Proc Natl Acad Sci U S A. 2021 Sep 14. pii: e2025932118. [Epub ahead of print]118(37):
Joshua C Drake,
Rebecca J Wilson,
Rhianna C Laker,
Yuntian Guan,
Hannah R Spaulding,
Anna S Nichenko,
Wenqing Shen,
Huayu Shang,
Maya V Dorn,
Kian Huang,
Mei Zhang,
Aloka B Bandara,
Matthew H Brisendine,
Jennifer A Kashatus,
Poonam R Sharma,
Alexander Young,
Jitendra Gautam,
Ruofan Cao,
Horst Wallrabe,
Paul A Chang,
Michael Wong,
Eric M Desjardins,
Simon A Hawley,
George J Christ,
David F Kashatus,
Clint L Miller,
Matthew J Wolf,
Ammasi Periasamy,
Gregory R Steinberg,
D Grahame Hardie,
Zhen Yan.
Mitochondria form a complex, interconnected reticulum that is maintained through coordination among biogenesis, dynamic fission, and fusion and mitophagy, which are initiated in response to various cues to maintain energetic homeostasis.
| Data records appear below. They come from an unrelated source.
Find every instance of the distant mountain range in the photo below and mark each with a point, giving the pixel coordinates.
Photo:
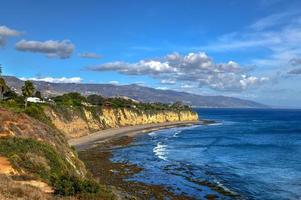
(140, 93)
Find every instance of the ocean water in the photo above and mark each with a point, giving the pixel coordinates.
(253, 153)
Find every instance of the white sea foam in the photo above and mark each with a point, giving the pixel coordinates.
(152, 133)
(216, 124)
(160, 151)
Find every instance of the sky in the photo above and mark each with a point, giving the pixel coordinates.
(245, 49)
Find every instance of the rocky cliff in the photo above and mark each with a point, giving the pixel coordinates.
(79, 122)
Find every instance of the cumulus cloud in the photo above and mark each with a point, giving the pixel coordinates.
(193, 68)
(55, 80)
(295, 61)
(89, 55)
(114, 82)
(168, 81)
(6, 32)
(51, 48)
(295, 71)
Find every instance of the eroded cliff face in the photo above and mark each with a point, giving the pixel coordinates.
(74, 123)
(22, 126)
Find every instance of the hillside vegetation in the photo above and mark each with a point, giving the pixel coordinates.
(36, 161)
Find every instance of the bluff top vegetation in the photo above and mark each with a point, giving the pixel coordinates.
(11, 99)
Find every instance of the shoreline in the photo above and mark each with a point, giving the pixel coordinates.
(97, 156)
(87, 141)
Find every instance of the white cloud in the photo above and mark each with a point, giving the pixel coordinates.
(55, 80)
(6, 32)
(162, 88)
(168, 81)
(114, 82)
(61, 49)
(89, 55)
(193, 68)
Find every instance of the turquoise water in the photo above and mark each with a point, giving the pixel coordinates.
(253, 153)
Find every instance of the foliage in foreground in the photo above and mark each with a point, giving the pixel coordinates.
(41, 160)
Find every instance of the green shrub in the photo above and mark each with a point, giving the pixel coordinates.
(36, 111)
(70, 99)
(43, 161)
(95, 99)
(71, 185)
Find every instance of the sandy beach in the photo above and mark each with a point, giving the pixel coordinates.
(104, 135)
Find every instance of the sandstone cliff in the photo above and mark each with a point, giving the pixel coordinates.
(75, 123)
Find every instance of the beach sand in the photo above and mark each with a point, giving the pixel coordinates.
(107, 134)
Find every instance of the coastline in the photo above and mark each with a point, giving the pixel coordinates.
(97, 154)
(87, 141)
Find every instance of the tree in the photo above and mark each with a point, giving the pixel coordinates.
(3, 88)
(38, 94)
(28, 89)
(95, 99)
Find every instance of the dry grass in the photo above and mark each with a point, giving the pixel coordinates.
(12, 190)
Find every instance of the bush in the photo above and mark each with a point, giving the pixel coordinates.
(95, 99)
(43, 161)
(36, 111)
(71, 185)
(70, 99)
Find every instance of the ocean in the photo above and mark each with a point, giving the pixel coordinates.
(250, 153)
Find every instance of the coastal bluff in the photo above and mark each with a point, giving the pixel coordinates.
(74, 123)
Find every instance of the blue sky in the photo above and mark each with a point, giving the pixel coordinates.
(246, 49)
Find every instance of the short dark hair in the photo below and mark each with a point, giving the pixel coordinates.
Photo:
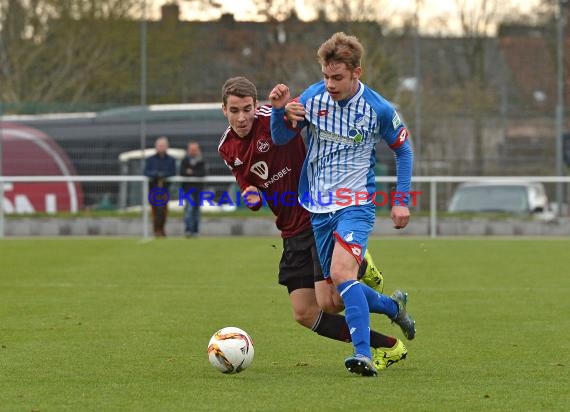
(238, 86)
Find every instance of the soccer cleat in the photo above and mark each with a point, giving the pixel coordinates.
(372, 276)
(403, 319)
(361, 365)
(385, 357)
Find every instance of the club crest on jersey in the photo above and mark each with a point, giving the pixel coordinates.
(263, 146)
(260, 169)
(356, 250)
(355, 135)
(396, 122)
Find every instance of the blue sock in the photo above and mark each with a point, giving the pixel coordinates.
(357, 315)
(379, 303)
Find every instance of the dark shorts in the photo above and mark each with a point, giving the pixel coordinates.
(299, 267)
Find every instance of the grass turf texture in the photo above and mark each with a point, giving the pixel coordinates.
(119, 325)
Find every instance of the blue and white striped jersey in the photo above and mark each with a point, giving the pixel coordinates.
(341, 155)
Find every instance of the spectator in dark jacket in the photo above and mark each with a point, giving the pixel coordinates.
(192, 165)
(158, 168)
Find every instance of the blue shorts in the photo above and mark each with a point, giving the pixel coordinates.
(350, 227)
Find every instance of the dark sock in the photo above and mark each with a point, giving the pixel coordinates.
(362, 269)
(333, 326)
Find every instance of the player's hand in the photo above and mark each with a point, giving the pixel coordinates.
(295, 112)
(279, 96)
(252, 197)
(400, 216)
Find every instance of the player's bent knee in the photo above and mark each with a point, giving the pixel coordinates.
(306, 316)
(330, 305)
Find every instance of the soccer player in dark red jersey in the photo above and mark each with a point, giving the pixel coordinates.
(269, 173)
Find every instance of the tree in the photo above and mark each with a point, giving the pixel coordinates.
(471, 94)
(50, 50)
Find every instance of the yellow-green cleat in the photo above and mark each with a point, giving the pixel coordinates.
(385, 357)
(372, 276)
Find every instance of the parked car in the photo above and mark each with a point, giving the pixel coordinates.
(512, 197)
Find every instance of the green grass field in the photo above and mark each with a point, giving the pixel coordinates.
(120, 325)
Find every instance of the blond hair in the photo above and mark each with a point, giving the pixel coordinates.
(341, 48)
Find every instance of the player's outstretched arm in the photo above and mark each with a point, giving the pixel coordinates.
(280, 133)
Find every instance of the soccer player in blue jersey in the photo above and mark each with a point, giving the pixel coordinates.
(344, 120)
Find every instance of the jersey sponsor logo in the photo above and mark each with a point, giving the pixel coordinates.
(260, 169)
(355, 135)
(336, 138)
(396, 122)
(402, 136)
(263, 146)
(358, 119)
(276, 177)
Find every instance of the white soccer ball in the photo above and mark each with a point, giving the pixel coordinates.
(230, 350)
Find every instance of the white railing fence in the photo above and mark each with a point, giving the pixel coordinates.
(433, 182)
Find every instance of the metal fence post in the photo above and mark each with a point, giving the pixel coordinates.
(145, 205)
(433, 208)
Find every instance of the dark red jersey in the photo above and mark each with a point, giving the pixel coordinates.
(255, 161)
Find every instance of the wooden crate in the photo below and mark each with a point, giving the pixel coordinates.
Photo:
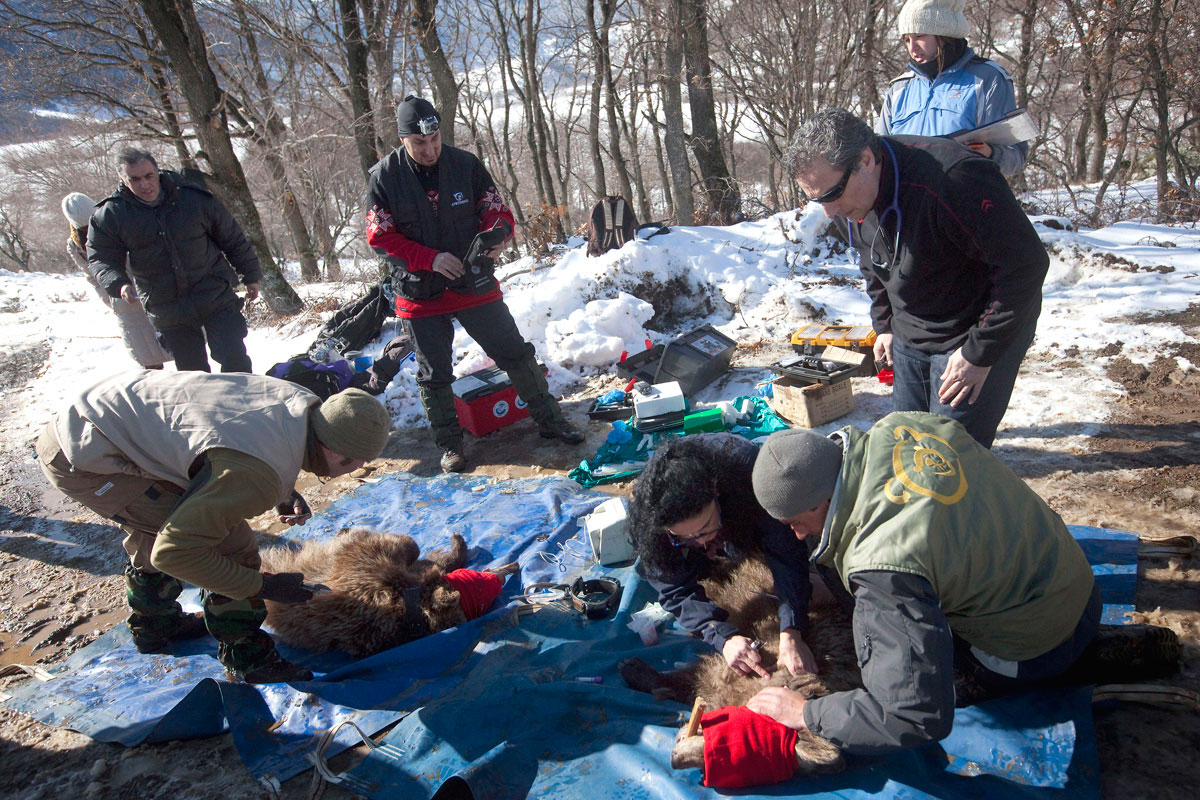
(808, 405)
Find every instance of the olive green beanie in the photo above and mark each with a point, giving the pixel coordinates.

These cellular events, which make up mitochondrial quality control, act with remarkable spatial precision, but what governs such spatial specificity is poorly understood. Herein, we demonstrate that specific isoforms of the cellular bioenergetic sensor, 5' AMP-activated protein kinase (AMPKα1/α2/β2/γ1), are localized on the outer mitochondrial membrane, referred to as mitoAMPK, in various tissues in mice and humans. Activation of mitoAMPK varies across the reticulum in response to energetic stress, and inhibition of mitoAMPK activity attenuates exercise-induced mitophagy in skeletal muscle in vivo. Discovery of a mitochondrial pool of AMPK and its local importance for mitochondrial quality control underscores the complexity of sensing cellular energetics in vivo that has implications for targeting mitochondrial energetics for disease treatment.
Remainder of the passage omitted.